Cornelius Weber, Mark Elshaw, Stefan Wermter, Jochen Triesch and Christopher Willmot, Reinforcement Learning Embedded in Brains and Robots, Reinforcement Learning: Theory and Applications, Book edited by Cornelius Weber, Mark Elshaw and Norbert Michael Mayer, ISBN 978-3-902613-14-1, pp.424, January 2008, I-Tech Education and Publishing, Vienna, Austria. (Local copy)

“Nexting” (predicting events that occur next, possibly at different time scales) implemented in a robot through temporal difference learning and with a large number of learners

Joseph Modayil, Adam White, Richard S. Sutton (2011), Multi-timescale Nexting in a Reinforcement Learning Robot, arXiv:1112.1133 [cs.LG]. ARXIV, (this version to appear in the Proceedings of the Conference on the Simulation of Adaptive Behavior, 2012).

The term “nexting” has been used by psychologists to refer to the propensity of people and many other animals to continually predict what will happen next in an immediate, local, and personal sense. The ability to “next” constitutes a basic kind of awareness and knowledge of one’s environment.
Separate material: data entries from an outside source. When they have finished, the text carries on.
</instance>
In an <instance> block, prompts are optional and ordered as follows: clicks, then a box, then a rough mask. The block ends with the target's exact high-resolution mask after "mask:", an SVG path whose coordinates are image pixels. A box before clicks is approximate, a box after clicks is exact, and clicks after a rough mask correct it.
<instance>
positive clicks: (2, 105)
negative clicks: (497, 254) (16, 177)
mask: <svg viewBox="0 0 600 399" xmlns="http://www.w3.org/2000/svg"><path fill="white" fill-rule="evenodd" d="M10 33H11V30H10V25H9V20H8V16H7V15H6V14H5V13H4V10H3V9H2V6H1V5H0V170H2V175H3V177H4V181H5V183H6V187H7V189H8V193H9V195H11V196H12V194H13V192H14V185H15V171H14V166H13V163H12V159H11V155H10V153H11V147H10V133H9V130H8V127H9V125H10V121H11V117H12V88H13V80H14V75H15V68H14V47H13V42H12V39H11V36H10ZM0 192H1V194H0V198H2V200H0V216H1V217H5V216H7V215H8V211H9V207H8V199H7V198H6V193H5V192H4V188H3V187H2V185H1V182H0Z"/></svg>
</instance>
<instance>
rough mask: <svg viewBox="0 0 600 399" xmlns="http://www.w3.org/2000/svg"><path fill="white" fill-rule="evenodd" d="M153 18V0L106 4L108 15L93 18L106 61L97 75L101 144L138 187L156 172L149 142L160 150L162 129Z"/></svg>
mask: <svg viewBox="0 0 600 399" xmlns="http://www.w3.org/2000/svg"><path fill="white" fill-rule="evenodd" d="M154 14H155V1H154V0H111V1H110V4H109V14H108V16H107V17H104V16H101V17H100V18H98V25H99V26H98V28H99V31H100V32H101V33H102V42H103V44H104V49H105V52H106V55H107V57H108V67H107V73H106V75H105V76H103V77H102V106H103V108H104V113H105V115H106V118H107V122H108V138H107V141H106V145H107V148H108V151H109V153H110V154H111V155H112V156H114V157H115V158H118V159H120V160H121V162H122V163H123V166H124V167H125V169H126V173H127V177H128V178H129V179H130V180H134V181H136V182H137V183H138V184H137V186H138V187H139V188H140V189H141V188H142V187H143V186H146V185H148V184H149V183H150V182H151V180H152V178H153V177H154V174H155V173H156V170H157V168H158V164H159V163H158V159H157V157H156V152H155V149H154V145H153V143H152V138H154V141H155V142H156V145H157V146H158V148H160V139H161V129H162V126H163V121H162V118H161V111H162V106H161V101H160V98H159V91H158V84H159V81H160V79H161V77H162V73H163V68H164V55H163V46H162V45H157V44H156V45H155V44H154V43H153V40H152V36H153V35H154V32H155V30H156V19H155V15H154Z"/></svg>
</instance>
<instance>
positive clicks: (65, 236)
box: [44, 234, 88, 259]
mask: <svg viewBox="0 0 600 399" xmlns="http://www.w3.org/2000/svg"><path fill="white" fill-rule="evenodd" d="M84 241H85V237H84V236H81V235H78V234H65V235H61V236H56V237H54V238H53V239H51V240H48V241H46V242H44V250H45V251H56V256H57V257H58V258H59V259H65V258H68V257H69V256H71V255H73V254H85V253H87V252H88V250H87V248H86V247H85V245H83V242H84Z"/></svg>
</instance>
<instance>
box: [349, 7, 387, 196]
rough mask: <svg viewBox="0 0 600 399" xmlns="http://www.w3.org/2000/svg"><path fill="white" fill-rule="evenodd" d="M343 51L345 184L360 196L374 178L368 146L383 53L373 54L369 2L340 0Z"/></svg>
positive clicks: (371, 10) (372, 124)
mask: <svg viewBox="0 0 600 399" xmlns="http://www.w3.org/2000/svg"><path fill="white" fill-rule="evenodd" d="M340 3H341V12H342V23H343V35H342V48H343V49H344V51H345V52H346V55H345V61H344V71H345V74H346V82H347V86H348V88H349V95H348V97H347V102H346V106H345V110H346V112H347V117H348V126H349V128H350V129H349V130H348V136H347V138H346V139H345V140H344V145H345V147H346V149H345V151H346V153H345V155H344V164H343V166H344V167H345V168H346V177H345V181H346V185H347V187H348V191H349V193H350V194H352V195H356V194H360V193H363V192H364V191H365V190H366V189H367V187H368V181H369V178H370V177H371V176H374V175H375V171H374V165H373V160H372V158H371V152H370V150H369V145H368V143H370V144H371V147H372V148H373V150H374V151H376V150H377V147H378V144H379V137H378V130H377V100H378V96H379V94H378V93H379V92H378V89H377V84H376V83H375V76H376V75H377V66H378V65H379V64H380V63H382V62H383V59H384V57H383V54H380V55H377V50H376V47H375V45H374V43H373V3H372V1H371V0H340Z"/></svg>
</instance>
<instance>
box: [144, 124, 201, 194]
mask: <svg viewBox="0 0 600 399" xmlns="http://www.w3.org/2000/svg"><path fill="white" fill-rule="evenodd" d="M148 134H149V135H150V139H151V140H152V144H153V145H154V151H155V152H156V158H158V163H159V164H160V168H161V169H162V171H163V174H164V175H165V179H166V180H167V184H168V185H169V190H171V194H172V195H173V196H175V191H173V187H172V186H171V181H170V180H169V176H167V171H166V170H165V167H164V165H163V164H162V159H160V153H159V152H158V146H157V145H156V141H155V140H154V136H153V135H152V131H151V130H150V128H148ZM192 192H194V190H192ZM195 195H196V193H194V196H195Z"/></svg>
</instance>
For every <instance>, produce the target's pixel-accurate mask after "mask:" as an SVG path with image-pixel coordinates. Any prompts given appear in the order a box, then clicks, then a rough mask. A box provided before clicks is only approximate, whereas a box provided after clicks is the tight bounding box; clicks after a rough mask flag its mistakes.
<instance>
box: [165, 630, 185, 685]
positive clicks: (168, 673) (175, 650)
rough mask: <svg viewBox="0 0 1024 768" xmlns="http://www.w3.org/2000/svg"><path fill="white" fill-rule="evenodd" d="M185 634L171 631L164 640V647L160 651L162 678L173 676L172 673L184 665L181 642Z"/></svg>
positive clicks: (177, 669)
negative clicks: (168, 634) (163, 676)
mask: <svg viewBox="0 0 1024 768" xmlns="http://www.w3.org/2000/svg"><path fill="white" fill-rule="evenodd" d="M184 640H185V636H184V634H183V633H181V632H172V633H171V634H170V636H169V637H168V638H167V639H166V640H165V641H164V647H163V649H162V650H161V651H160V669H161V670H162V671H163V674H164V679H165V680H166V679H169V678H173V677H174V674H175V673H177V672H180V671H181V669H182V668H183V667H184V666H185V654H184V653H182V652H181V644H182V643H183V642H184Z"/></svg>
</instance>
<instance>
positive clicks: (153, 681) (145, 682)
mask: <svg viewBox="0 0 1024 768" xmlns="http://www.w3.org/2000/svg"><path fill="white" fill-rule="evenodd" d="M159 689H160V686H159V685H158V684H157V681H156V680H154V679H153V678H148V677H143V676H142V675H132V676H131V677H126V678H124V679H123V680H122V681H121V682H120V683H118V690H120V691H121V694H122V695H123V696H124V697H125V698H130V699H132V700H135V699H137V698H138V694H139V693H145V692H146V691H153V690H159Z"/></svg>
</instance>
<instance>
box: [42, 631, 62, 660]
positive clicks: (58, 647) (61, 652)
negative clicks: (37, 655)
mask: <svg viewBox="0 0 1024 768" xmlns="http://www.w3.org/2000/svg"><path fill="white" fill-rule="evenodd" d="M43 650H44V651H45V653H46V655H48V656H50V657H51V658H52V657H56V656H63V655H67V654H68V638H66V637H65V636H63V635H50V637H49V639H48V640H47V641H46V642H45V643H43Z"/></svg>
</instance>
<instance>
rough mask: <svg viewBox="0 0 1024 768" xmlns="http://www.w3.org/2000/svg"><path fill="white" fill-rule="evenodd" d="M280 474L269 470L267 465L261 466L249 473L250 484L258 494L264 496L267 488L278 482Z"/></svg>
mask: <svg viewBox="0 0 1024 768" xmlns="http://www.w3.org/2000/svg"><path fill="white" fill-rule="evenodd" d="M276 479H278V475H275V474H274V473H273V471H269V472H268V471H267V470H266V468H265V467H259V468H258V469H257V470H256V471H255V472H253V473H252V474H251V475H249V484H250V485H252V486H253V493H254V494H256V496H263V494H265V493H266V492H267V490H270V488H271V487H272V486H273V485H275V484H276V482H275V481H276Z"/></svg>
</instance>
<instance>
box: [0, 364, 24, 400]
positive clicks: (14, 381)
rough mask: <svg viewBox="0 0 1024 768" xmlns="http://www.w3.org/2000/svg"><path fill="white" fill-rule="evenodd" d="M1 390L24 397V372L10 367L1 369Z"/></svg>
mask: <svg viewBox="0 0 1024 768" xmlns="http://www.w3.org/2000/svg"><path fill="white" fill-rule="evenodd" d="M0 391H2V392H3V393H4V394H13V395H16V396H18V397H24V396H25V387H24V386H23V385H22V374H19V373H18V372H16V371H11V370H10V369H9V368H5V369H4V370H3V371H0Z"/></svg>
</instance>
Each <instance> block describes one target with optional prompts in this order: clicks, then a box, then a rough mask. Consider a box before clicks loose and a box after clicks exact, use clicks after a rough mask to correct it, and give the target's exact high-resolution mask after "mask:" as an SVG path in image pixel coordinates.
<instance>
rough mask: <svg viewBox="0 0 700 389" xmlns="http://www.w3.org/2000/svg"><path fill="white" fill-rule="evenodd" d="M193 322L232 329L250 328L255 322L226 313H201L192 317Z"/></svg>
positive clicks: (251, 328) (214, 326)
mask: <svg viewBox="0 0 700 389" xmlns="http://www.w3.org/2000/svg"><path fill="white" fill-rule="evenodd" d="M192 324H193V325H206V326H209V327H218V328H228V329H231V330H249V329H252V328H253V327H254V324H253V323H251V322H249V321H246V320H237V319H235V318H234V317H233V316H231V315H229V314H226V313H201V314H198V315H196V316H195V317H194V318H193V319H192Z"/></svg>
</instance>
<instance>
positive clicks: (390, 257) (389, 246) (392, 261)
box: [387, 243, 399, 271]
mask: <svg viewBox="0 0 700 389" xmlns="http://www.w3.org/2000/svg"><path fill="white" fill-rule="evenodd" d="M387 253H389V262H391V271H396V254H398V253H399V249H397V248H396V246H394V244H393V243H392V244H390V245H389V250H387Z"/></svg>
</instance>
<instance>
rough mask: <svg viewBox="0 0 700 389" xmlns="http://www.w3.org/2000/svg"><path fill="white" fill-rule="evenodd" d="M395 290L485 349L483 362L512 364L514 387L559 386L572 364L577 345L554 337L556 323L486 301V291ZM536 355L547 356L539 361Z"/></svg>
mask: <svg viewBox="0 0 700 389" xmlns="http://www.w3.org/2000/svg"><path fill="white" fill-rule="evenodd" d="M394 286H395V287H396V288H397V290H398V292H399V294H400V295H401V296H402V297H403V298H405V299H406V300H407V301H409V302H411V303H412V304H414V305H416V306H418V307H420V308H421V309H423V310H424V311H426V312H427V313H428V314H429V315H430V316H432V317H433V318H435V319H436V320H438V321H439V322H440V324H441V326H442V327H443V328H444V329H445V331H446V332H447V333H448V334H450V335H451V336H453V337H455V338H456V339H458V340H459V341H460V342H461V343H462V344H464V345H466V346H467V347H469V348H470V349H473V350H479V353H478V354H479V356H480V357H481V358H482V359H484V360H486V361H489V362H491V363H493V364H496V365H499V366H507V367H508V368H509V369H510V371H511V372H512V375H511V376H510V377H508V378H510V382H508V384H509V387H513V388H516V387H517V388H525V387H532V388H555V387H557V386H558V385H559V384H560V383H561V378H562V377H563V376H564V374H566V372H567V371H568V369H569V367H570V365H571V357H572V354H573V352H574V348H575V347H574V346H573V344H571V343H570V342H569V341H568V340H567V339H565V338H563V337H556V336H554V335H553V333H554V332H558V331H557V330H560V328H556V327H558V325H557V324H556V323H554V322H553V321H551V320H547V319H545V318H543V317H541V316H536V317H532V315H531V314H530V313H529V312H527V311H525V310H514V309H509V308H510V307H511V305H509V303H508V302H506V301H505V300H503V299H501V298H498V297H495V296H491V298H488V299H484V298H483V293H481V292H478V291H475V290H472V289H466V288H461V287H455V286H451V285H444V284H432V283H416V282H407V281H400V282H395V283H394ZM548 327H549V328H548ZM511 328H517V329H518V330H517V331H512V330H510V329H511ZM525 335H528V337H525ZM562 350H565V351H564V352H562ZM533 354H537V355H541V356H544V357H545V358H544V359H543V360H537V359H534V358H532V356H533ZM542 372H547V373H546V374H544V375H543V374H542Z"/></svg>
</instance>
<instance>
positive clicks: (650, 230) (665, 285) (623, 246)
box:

In this paper we present results with a robot that learns to next in real time, predicting thousands of features of the world’s state, including all sensory inputs, at timescales from 0.1 to 8 seconds. This was achieved by treating each state feature as a reward-like target and applying temporal-difference methods to learn a corresponding value function with a discount rate corresponding to the timescale. We show that two thousand predictions, each dependent on six thousand state features, can be learned and updated online at better than 10Hz on a laptop computer, using the standard TD(lambda) algorithm with linear function approximation. We show that this approach is efficient enough to be practical, with most of the learning complete within 30 minutes. We also show that a single tile-coded feature representation suffices to accurately predict many different signals at a significant range of timescales. Finally, we show that the accuracy of our learned predictions compares favorably with the optimal off-line solution.